Code for a rule-based system based on WordNet, accompanying the paper "Automatic character coding in dream reports" for Text and Multimedia Mining.
ABSTRACT This paper explores the possibility of automating the character coding process of the Hall-Van de Castle system for dream annotation. We propose a rule-based system that utilizes WordNet, named entity recognition and coreference resolution. The reliability of this system is evaluated by the percentage-of-agreement method. Although the system’s reliability is not yet good enough for practical purposes, the results are still very promising and suggest that further development could lead to a reliable automatic coding system.
- NER.py: main file to perform named entity recognition (and automatic coding) on dream reports.

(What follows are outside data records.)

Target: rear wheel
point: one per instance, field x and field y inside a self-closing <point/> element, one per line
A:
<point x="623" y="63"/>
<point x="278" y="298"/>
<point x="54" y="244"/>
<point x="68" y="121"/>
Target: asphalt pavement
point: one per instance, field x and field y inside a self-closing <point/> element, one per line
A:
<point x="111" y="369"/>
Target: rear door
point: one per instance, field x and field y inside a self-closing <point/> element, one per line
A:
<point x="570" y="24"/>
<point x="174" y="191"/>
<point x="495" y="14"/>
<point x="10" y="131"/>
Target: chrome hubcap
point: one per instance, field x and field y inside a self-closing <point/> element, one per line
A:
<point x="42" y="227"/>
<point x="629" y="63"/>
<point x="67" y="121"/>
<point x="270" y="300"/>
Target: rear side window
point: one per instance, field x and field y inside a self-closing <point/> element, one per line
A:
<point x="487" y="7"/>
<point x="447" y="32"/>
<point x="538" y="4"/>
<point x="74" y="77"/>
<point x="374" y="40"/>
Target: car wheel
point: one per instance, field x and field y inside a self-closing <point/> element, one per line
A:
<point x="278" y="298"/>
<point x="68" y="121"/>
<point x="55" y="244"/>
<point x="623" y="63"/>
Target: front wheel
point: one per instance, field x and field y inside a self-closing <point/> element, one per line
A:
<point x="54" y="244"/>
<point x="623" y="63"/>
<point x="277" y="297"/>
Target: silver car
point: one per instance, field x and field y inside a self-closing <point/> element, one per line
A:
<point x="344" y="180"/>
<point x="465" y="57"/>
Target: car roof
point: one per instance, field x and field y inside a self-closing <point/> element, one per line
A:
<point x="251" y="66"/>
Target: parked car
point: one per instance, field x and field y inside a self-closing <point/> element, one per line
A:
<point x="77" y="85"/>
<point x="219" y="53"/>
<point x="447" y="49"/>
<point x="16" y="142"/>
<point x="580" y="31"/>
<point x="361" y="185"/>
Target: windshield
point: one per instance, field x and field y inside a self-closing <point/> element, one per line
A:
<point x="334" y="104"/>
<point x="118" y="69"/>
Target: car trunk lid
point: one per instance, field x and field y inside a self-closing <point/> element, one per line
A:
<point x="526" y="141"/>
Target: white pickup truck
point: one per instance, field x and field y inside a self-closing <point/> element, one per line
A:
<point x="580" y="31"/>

- dreamcloud.py: generates word clouds to get an idea of the main themes in (fe)male dreams. This is used for the exploratory data analysis (EDA) phase.
- hvdc.py: helper functions for the Hall-Van de Castle coding system
- hvdc_norms{male,female}.{htm,csv}: the norm dreams for male and female in csv (processed) and htm (unprocessed) format.
- preprocess.py: scrapes the dreams from the htm file and stores them in a csv file.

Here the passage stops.